= Hitting Town =

Stage play by Stephen Poliakoff

Hitting Town is a stage play written by Stephen Poliakoff and first performed in April 1975 at the Bush Theatre directed by Tim Fywell. Written early in his career, the play won Poliakoff the Evening Standard Theatre Award for Most Promising Playwright. The critic Michael Billington said it was "reminder of Poliakoff's precocious talent".

In the original production Judy Monahan and James Aubrey played the lead roles and were supported by Lynne Miller.

It was a shocking play in its time partly because it dealt with an incestuous relationship between a brother and sister.

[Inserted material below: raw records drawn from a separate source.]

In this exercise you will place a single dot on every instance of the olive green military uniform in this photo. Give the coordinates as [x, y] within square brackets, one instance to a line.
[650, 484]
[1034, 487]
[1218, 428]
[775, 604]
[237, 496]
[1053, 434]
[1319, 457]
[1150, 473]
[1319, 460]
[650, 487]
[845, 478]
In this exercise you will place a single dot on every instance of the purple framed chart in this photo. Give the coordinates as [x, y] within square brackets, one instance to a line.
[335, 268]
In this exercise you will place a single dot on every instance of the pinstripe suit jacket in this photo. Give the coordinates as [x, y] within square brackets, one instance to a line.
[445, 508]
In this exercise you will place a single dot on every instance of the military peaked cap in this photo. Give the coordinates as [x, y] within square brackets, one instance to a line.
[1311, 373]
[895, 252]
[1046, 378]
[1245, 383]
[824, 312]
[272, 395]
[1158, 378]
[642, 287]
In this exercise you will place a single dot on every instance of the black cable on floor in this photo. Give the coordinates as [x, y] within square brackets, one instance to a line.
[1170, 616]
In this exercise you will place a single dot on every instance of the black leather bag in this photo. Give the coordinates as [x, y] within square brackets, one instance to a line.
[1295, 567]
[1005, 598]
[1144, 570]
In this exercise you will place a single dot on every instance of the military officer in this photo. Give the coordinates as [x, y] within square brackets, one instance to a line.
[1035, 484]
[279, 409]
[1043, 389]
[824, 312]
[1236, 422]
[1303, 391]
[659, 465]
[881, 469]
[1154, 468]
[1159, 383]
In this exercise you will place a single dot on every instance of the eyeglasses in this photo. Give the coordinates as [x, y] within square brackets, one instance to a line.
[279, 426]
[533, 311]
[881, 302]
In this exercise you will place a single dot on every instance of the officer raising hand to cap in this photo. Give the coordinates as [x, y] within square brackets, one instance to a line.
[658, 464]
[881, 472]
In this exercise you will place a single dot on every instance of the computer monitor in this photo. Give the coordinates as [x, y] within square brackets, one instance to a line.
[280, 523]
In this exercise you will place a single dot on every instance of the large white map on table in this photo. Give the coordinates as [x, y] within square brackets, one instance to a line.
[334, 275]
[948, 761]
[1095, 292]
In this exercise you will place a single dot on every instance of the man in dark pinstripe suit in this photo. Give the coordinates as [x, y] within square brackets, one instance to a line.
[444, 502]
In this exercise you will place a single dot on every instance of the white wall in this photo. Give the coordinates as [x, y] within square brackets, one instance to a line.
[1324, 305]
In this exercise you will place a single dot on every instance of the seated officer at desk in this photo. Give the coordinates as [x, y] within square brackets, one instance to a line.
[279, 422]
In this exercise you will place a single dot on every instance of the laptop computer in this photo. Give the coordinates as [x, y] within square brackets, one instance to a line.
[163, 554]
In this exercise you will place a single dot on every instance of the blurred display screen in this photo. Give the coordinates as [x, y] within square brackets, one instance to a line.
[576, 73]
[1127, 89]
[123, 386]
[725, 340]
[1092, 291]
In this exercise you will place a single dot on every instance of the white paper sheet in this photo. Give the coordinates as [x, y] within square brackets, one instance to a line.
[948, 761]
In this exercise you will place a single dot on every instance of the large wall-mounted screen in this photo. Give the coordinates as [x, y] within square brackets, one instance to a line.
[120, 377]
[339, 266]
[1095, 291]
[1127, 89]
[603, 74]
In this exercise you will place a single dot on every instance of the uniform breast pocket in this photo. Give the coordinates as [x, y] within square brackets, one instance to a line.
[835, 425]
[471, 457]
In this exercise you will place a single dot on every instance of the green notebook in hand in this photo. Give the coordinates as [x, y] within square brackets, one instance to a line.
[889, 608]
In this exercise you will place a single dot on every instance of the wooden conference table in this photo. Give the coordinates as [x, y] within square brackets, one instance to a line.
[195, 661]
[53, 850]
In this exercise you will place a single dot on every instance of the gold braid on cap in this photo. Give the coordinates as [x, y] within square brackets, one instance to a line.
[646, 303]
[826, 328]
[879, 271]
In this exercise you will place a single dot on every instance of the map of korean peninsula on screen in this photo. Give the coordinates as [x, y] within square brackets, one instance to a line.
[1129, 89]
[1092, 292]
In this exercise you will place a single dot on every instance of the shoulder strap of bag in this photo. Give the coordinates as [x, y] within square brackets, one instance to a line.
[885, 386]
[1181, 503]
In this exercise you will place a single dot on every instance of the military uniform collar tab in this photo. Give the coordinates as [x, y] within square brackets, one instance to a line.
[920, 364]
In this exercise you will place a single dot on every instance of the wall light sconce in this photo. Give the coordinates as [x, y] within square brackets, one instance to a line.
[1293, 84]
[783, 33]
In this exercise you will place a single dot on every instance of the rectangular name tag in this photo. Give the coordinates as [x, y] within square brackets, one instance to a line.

Hitting Town was developed into a television play with Thames Television for ITV Plays For Britain. The television adaptation was half shot on location on single-camera video and the other half in the studio using multiple cameras. Directed by theatre director Peter Gill, it stars Mick Ford and Deborah Norton with Lynne Miller repeating her stage performance as the rebellious waitress, Nicola.

Hitting Town was released for the first time on DVD in 2013.

== Storyline ==
Hitting Town is a play of just seven juxtaposed scenes, loosely shaped around a visit by Ralph to his sister Clare's flat in their home town, Leicester. Clare is depressed having recently split up with her boyfriend. Ralph offers to take her out, ‘hitting the town’ as it were. The brother and sister travel through a landscape of Wimpy bars, shopping malls, subterranean discos, ending up in bed together. Set at the time of the Guildford and Birmingham bombings the play creates a feel for the contemporary mid-1970s. Poliakoff described the atmosphere of the time, ‘as you walked down the streets you expected cars to blow up in front of you’ (1997).

== Controversy ==
Though not sexually explicit, the television adaptation of Hitting Town caused a considerable stir in 1976. Mary Whitehouse tried to have the Independent Broadcasting Authority prosecuted for screening the show. The matter was referred to the Attorney General.